C-DVM compiler. Detailed design

C-DVM compiler
Detailed design
* 22 June 2000 *

Contents

1.1 Running Compiler

2.1 Data Structures of the Compiler
2.2 The Linked Memory
2.3 The Scanner and the String Memory
2.4 Tokens and their symbolic names

2.4.1 Terminals
2.4.2 Delimiters and operators
2.4.3 Keywords
2.4.4 C-DVM keywords and identifiers

2.5 The Parser
2.6 The parsing tree structure

2.6.1 Terminals, lists and braces
2.6.2 Declarations (of C)
2.6.3 Statements (of C)
2.6.4 Expressions (of C)
2.6.5 Directives (of C-DVM)
2.6.6 Clauses and subdirectives (of C-DVM)

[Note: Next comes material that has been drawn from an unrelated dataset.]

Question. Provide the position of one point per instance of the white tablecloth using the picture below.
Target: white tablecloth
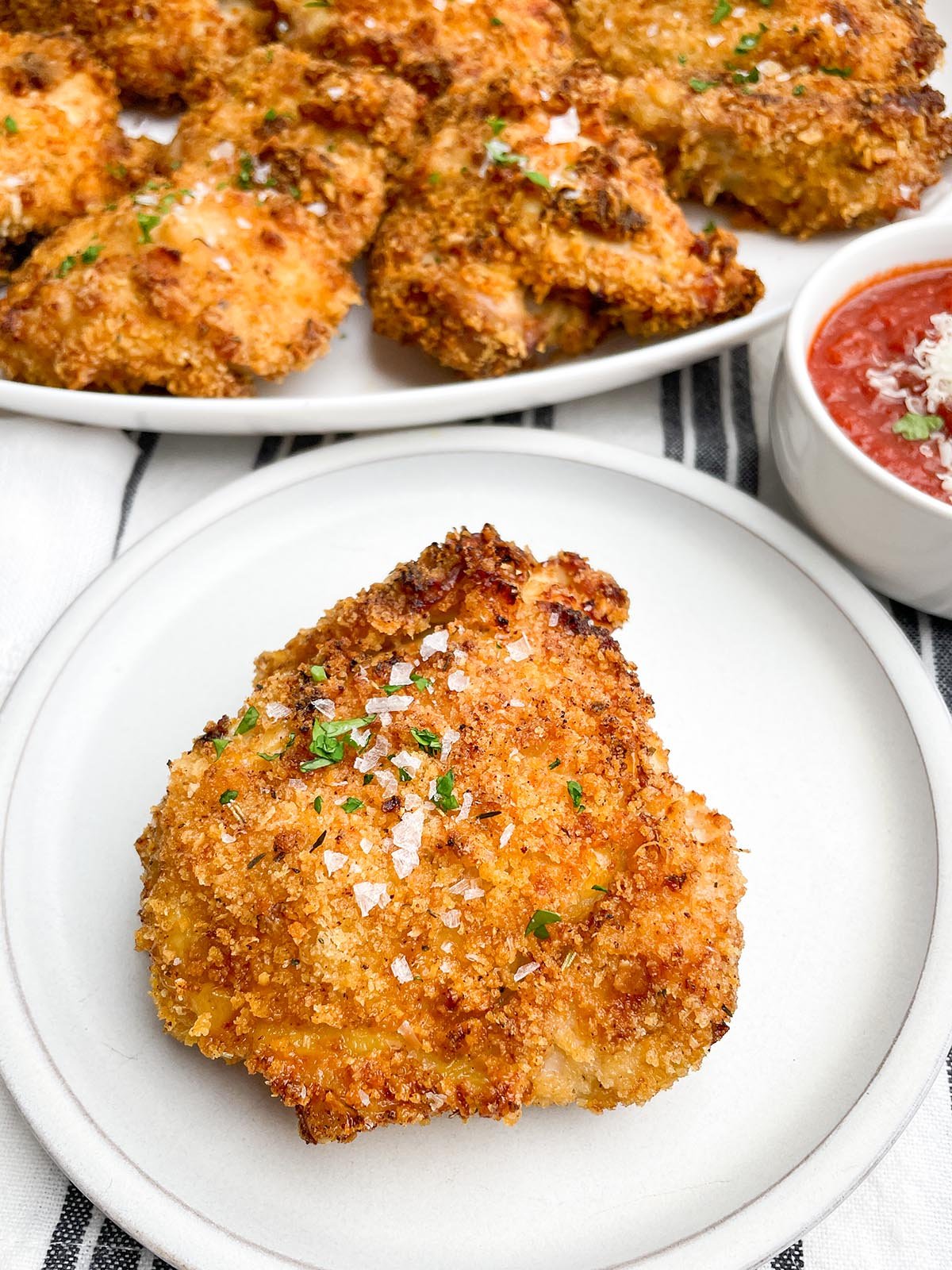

2.7 The Tree Transformation
2.8 The Unparser

3 Compilation of C-DVM constructs

3.1 Data distribution

3.1.1 DISTRIBUTE directive
3.1.2 GENBLOCK distribution format
3.1.3 ONTO clause
3.1.4 REDISTRIBUTE directive
3.1.5 ALIGN directive
3.1.6 REALIGN directive
3.1.7 TEMPLATE clause
3.1.8 CREATE_TEMPLATE directive

3.2 Distribution of computations (loops and tasks)

3.2.1 PARALLEL directive
3.2.2 ACROSS clause
3.2.3 PROCESSORS directive and NUMBER_OF_PROCESSORS() function
3.2.4 TASK directive
3.2.5 MAP directive
3.2.6 TASK_REGION directive
3.2.7 ON-block construct
3.2.8 ON-loop construct

3.3 Shadow edges

3.3.1 SHADOW clause
3.3.2 SHADOW_RENEW clause
3.3.3 SHADOW_GROUP directive
3.3.4 CREATE_SHADOW_GROUP directive
3.3.5 SHADOW_START directive
3.3.6 SHADOW_START clause
3.3.7 SHADOW_WAIT directive
3.3.8 SHADOW_WAIT clause

3.4 Remote access

3.4.1 REMOTE_ACCESS directive and clause
3.4.2 REMOTE_GROUP directive
3.4.3 PREFETCH directive
3.4.4 RESET directive
3.4.5 Remote references

3.5 Reduction operations

3.5.1 REDUCTION_GROUP directive
3.5.2 REDUCTION clause
3.5.3 Reduction variables and operations
3.5.4 REDUCTION_START directive
3.5.5 REDUCTION_WAIT directive

3.6 Implicit constructions

3.6.1 Creation and deletion of distributed arrays
3.6.2 Static distributed arrays
3.6.3 References to distributed data
3.6.4 Own computation
3.6.5 Initialization and completion of parallel execution
3.6.6 Input-output functions

3.7 Debugging extensions

3.7.1 Performance analyzer. Loops
3.7.2 Performance analyzer. INTERVAL directive
3.7.3 Debugger. Data tracing
3.7.4 Debugger. Computation tracing
3.7.5 Sequential code

1 Purpose of the Compiler

C-DVM is the C language extended by special annotations for specifying parallel execution of a program. These annotations are called DVM-directives. C-DVM compiler translates an annotated C-DVM program to a SPMD stile program that contains calls to Run-Time Library (RTL).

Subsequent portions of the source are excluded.